Our team is the lead consultant for the Federal Energy Regulatory Commission hydropower relicensing of the Lowell Hydroelectric Project, which is nestled among historic districts — the Locks and Canals Historic District and the Lowell National Historical Park — with dozens of buildings over centuries old. Due to the historical significance of the project, our team has worked closely with various local and federal stakeholders to help preserve the area’s historical resources and provide a long-term source of clean and renewable electricity to the greater New England area.
Fly Over the History and Beauty of American Hydropower
The 15-megawatt project, operated by Boott Hydropower, includes the 1,093-foot-long Pawtucket Dam, the E.L. Field powerhouse, the historic canal system, and upstream and downstream fish passage structures. In support of obtaining a new license to continue operation of the project, our team has conducted various studies, including a focus on instream river flows, aquatic resources, fluid dynamics modeling, fish passage and protection, recreation and cultural resources.
Evaluating Fish Passage Routes
The Merrimack River, which passes by 200 communities and 2.6 million people, is one of the most important river basins in New England for diadromous fish, which migrate between the ocean and freshwater habitats to spawn and complete their life cycles. Over the past two centuries, native aquatic species have decreased due to pollution and overfishing.
In recent years, the river’s water quality has improved, and our team has worked with Boott Hydropower, our teaming partners, and resource agencies to leverage the relicensing process in support of an effort to restore fish populations.

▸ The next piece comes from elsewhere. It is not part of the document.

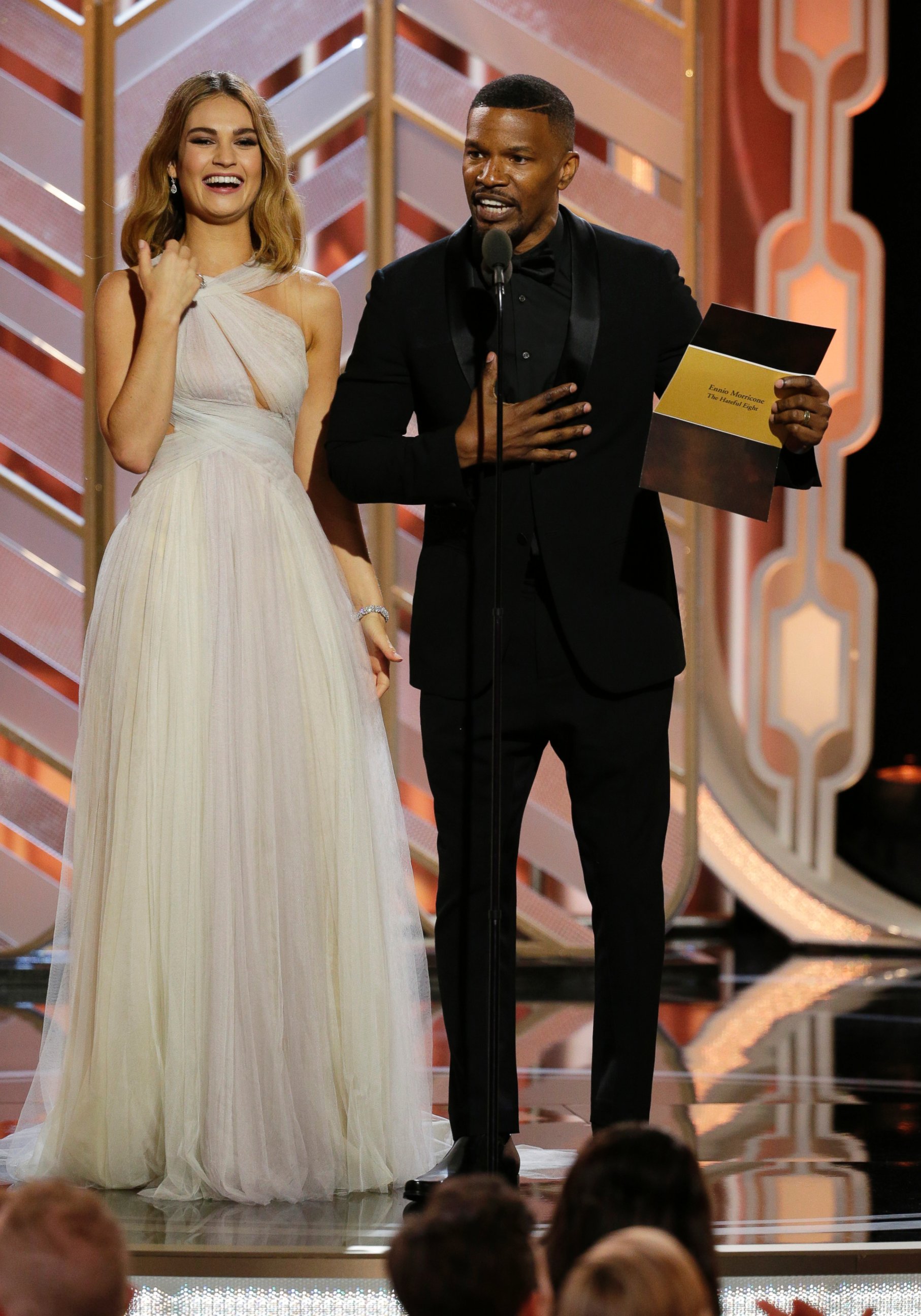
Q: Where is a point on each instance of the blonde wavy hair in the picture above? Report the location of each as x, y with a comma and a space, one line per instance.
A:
636, 1272
157, 215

The Lowell Hydroelectric Project has several existing upstream and downstream fish passages structures that allow various fish species to reach their native upstream habitats and return to the downstream Atlantic Ocean. Our team worked extensively with Massachusetts, New Hampshire and federal fishery resource agencies to study the effectiveness of these passage structures and develop an approach to enhance the ability of fish to migrate upstream and downstream of the project.
Facilitating Effective Collaboration
Given the complexity of the resources associated with the Lowell Hydroelectric Project and the comprehensive nature of FERC’s relicensing process, Boott Hydropower took the proactive approach of initiating resource-specific settlement discussions with project stakeholders to address the interests of the various stakeholders. More than 30 participants engaged in these settlement discussions, including community members, local and federal agencies, and advocacy groups.
Our team served as the facilitator, driving long-term agreements focusing on upstream and downstream fish passage, natural resource protection measures, and historical preservation and management of the canal system. These proactive settlement discussions will define how the Lowell Hydroelectric Project will be managed over the term of the new license.